The first thing to do is to go in for a tour and meet the teachers before deciding you are going to go with that daycare. DH and I both went in at different times; that way, we met different shift teachers. We took the normal tour, and when they asked if we had any questions, we explained about Danny's special needs and what we were looking for: focus on sensory integration, participation in 2 OT and 2 AVT sessions per month by at least one of Danny's primary caregivers, application of any special focuses and exercises from therapy as relayed by therapists or one of us, and an "open door" for ourselves - we are welcome any time to observe. Everyone we spoke to at the center we decided on was very receptive, even enthusiastic.
We also asked if they had any experience with special needs kids and/or cochlear implants, and if they had ever had therapists come to the school before. The answer to all of the above was yes; in fact, when we mentioned Danny had CIs, the assistant director said she'd worked with a kid with CIs before and was moderately familiar with them.

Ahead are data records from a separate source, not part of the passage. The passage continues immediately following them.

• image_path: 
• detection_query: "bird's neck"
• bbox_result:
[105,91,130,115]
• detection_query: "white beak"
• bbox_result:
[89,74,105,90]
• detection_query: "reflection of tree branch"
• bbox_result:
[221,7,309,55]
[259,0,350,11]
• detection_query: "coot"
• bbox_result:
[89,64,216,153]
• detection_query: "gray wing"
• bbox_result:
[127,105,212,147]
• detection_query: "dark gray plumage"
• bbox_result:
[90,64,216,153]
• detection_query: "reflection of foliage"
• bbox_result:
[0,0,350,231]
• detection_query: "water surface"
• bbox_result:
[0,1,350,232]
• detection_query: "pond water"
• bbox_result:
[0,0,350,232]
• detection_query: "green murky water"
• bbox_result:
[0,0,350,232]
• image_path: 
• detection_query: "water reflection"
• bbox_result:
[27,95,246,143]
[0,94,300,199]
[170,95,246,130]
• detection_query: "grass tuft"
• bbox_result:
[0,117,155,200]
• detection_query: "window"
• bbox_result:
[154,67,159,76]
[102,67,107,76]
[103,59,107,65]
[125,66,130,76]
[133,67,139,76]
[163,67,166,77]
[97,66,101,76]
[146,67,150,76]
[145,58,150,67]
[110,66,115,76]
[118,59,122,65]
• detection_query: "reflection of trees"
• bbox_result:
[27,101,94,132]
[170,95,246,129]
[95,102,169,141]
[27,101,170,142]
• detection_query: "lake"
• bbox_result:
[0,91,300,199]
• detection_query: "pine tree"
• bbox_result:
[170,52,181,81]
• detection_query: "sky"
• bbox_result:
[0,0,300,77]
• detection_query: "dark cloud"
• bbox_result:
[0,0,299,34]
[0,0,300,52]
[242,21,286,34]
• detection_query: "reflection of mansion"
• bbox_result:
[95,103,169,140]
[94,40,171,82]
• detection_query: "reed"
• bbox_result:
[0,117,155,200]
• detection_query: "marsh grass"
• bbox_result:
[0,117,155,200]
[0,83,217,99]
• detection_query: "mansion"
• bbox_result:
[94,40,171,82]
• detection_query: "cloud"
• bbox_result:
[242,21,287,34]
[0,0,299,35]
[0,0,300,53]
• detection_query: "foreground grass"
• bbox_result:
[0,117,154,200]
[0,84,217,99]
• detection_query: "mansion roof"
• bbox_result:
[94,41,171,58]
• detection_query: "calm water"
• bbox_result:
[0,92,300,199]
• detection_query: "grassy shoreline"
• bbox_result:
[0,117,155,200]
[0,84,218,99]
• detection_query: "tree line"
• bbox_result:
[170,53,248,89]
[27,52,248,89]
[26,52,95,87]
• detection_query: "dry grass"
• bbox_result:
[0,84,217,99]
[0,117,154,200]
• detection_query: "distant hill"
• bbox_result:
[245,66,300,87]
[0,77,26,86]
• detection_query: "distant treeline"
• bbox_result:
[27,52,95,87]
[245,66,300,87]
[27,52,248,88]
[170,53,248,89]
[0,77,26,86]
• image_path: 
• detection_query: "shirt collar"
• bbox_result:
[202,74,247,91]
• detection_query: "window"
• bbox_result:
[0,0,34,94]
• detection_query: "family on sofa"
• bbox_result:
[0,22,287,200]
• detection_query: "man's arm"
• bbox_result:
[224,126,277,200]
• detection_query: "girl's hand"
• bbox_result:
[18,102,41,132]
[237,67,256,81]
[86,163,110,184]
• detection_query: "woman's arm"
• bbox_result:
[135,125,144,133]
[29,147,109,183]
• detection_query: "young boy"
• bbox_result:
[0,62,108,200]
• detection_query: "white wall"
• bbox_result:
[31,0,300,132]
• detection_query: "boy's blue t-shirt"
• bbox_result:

When you're looking for childcare, it's important to think of the tours like an interview - for them. Ask any and all questions that are on your mind, and don't be afraid to ask follow up questions or request clarification. I refuse to be anything less than fully satisfied that my kids are being well taken care of ... not just my special needs kid, either! The boys have been there 2 days, and I have been very impressed with them and their participation so far. They are very actively working with Danny on his feeding issues - not pushing, but giving him plenty of opportunities to explore different kinds of food. Our teacher of the deaf visited today and she had FOUR teachers AND the school director with her for her first visit going over Danny's equipment and basic strategies for making the most of his CIs. She called me and the first thing out of her mouth was "My gosh, you have some great ladies there, don't you!!"